Thursday, June 26, 2008

ch-ch-changes

So a lot has happened within in this past week of my life!! I cant remember the last time all this crazyness stumbled onto my plate at once! haha. But i must say,i have not been this happy in a long time. Why? i dont know!! its driving me crazy! Typically a person in my situation would be miserable! NOT ME! I dont get it!! ahhh Anyway! I find myself looking for a reason to why i'm so happy and .. it always come to,"Maybe because for once theres clarity in my life? Im not necessarily confused about my feelings towards another person?" YES! thats it! But then i remember what happened a week ago and that reason gets shot to hell! What would someone HONESTLY do in that situation?! I find myself constantly battling over what the right thing to do is. Would reminding him make things akward .... ? or more comfortable .... ? Would we laugh about .... ? or would he get upset .... ? SEE I DONT KNOW! and its driving me nuts!! How would you even remind someone of something they did while being not soo sober? Include it in a friendly conversation "OH! and by the way! THIS HAPPENED" ... hmmm ... I guess its my guilty conscious getting to me because i DOUBT any good would come out of telling him ... Then i see how we act with eachother,and the way we talk. Its unlike anything before. Its very unique. But i wonder its too unique?! maybe weird?! haha. Thing is,i dont want to run the risk of losing his friendship because what happened,happened.
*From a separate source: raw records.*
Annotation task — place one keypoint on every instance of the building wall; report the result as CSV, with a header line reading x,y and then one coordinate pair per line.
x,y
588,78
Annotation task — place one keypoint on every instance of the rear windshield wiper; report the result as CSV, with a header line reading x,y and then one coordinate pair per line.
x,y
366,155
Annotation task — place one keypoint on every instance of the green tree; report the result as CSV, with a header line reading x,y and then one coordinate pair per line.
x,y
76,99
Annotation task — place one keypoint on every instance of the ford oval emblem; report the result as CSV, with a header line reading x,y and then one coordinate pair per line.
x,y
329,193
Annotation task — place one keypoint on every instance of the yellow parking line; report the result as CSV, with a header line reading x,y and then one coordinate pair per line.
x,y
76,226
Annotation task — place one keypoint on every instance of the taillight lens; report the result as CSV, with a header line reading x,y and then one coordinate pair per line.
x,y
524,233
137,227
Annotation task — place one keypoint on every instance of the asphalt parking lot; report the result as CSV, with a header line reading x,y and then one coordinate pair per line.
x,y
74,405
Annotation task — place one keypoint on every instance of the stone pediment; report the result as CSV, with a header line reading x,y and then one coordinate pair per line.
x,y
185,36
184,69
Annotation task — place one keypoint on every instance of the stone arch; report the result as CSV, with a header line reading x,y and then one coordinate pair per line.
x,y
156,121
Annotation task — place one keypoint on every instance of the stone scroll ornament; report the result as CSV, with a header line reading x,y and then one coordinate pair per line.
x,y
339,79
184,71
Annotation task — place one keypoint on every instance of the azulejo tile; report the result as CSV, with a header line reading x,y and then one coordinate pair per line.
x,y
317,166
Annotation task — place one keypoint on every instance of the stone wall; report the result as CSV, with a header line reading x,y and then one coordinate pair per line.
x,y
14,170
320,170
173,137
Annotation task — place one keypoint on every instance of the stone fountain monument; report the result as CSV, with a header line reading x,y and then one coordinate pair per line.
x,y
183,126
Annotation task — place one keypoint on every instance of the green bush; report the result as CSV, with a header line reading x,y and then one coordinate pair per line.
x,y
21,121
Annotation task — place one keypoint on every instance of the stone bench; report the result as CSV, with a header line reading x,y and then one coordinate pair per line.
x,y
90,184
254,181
We cant change it. So maybe keeping it to myself(and a few close friends) would probably be the smartest thing!

sighh


i'm so use to not being this happy for no reason that im trying to find reasons to be miserable. Which in my eyes,is pretty sad. Its really not working though. I really do see a lot of things in a different perspective and i couldnt be happier that im finally content.

I recently lost someone very special in my life. It was really hard at first. It still is but i guess i've learned to deal with it and move on with my life. Living in the past and dwelling on what could have been or how things could have been better in past,is not gonna help Me. I really had to learn how to let go of people,especially the people i never wanted to but knew i had to. Its something i have to work at everyday and This is when i realize the reason why i am so happy. And the reason is God. Without him, I would not have been able to get through a lot of things in my life. He is guiding me to where he wants me and is helping me every step of the way. He is showing me that in life,you cant always have what or who you want but No matter what,you will always have him. He has bigger and better things planned for me and im so excited to see where he takes me. He has blessed me an amazing family and friends to help me get through this and to be a stronger person. I will forever praise the lord for everything/everyone i have or will have in my life!